Parallèlement à la révision du rôle de l’entreprise, il faut rétablir la confiance entre les banques, l’entreprise et les ménages. La distinction stricte entre banque d’affaires et banque de dépôts devrait redevenir la règle. Le mélange des genres n’a démontré aucune efficacité, en revanche il a entraîné des abus en matière financière. Les banques doivent servir l’économie réelle et non l’économie virtuelle. Les marchés à terme des matières premières sont nécessaires aux producteurs mais la quasi majorité des intervenants dans ces marchés sont des spéculateurs. Les marchés à terme des actions doivent être également réglementés. Il n’est pas normal de gagner des milliards d’euros en jouant sur la différence du prix des actions d’une bourse à une autre au millième de seconde. Quant à la spéculation sur les taux, principale source de profits des banques, elle doit être revue de fond en comble. Les modèles mathématiques, conjugués avec les progrès de l‘informatique, ont bouleversé tous les types de marché interne. Il faut adapter entièrement ces outils aux échanges économiques réels et non aux échanges financiers fondés sur l’appât du gain.

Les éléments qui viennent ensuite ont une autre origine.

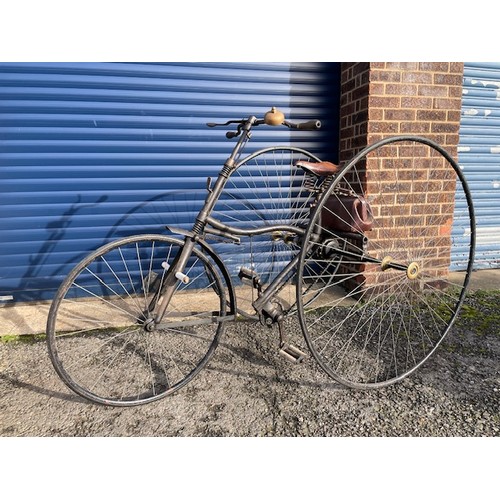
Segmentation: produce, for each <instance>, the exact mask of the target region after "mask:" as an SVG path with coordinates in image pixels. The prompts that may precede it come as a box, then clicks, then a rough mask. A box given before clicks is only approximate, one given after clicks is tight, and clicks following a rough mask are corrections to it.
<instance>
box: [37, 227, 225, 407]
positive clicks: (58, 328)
mask: <svg viewBox="0 0 500 500" xmlns="http://www.w3.org/2000/svg"><path fill="white" fill-rule="evenodd" d="M183 245H184V242H183V241H181V240H177V239H175V238H172V237H168V236H160V235H139V236H131V237H127V238H123V239H121V240H117V241H115V242H113V243H110V244H107V245H105V246H103V247H101V248H100V249H98V250H97V251H95V252H94V253H92V254H91V255H89V256H88V257H87V258H85V259H84V260H83V261H82V262H80V263H79V264H78V265H77V266H76V267H75V268H74V269H73V270H72V271H71V273H70V274H69V275H68V277H67V278H66V279H65V280H64V282H63V283H62V285H61V287H60V288H59V290H58V292H57V294H56V297H55V299H54V301H53V303H52V307H51V309H50V313H49V318H48V323H47V341H48V348H49V353H50V357H51V360H52V363H53V365H54V368H55V369H56V371H57V373H58V374H59V376H60V377H61V379H62V380H63V381H64V382H65V383H66V385H68V387H70V388H71V389H72V390H73V391H75V392H76V393H77V394H79V395H81V396H83V397H85V398H87V399H89V400H91V401H93V402H97V403H101V404H107V405H113V406H134V405H138V404H143V403H147V402H151V401H154V400H157V399H160V398H162V397H164V396H166V395H167V394H171V393H173V392H174V391H176V390H178V389H180V388H181V387H182V386H184V385H185V384H187V383H188V382H189V381H190V380H192V379H193V377H194V376H195V375H197V374H198V373H199V372H200V370H201V369H202V368H203V367H204V366H205V365H206V364H207V362H208V361H209V359H210V358H211V357H212V355H213V354H214V351H215V349H216V347H217V345H218V343H219V339H220V336H221V334H222V331H223V327H224V322H223V318H224V316H225V315H226V307H227V305H226V304H227V298H226V295H225V293H226V292H225V288H224V284H223V279H222V277H221V276H222V273H221V272H220V270H219V269H218V268H217V266H216V265H214V264H213V262H212V261H211V260H210V259H209V258H208V257H207V255H206V254H205V253H203V252H201V251H200V250H199V249H197V248H194V250H193V253H192V255H191V257H190V259H189V260H188V262H187V266H186V267H185V271H184V274H185V275H186V276H187V277H188V279H189V282H188V283H184V282H181V281H179V282H178V284H177V285H176V289H175V292H174V295H173V297H172V299H171V301H170V303H169V306H168V308H167V311H166V314H165V316H164V318H163V320H162V322H161V323H159V324H157V323H156V322H155V316H154V311H150V309H152V307H151V304H152V300H153V302H154V300H155V299H154V297H158V292H159V290H161V289H162V286H163V284H164V283H165V280H166V276H167V274H168V272H169V271H168V270H169V269H170V267H171V265H172V263H173V261H174V259H175V257H176V255H177V254H178V252H179V251H180V250H181V249H182V247H183ZM186 281H187V280H186ZM160 300H161V299H160Z"/></svg>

Néanmoins, quelle que soit la qualité du comportement des agents économiques, rien ne peut se faire en l’absence de stratégie et de régulations afin de lutter contre le chômage et les inégalités sociales. Ceci relève de la responsabilité des détenteurs de l’intérêt général, d’abord des élus nationaux et locaux issus du suffrage universel, puis d’une fonction publique consciente de ses responsabilités spécifiques, également des militants associatifs réunis dans de grands mouvements de citoyenneté active et des organisations professionnelles et syndicales. Le politique doit retrouver sa place éminente sur le plan national, européen et mondial. L’affaire du siècle sera de relier une politique de redistribution des revenus à une politique respectueuse de l’environnement.
Les politiques sociales qui accompagneront les politiques écologiques devront prendre en compte les plus démunis, les marginaux, les chômeurs et les précaires, même si ces citoyens ne forment pas en tant que tels des majorités politiques. Il est inadmissible que près de cent cinquante millions d’Européens, d’Américains et de Japonais soient exclus aujourd’hui de notre système économique très évolué. Beaucoup plus grave encore, le milliard de personnes qui sont en-dessous du seuil de pauvreté dans le monde. Sauver la planète grâce à une politique sociale et environnementale puissante se conçoit par la reconnaissance à chaque être humain d’une dignité égale à celle que nous concevons pour nous-mêmes et pour nos proches. Ceci fonde notre morale laïque, universelle, au-delà des religions, des croyances et des différentes spiritualités : vaste utopie du XXIe siècle.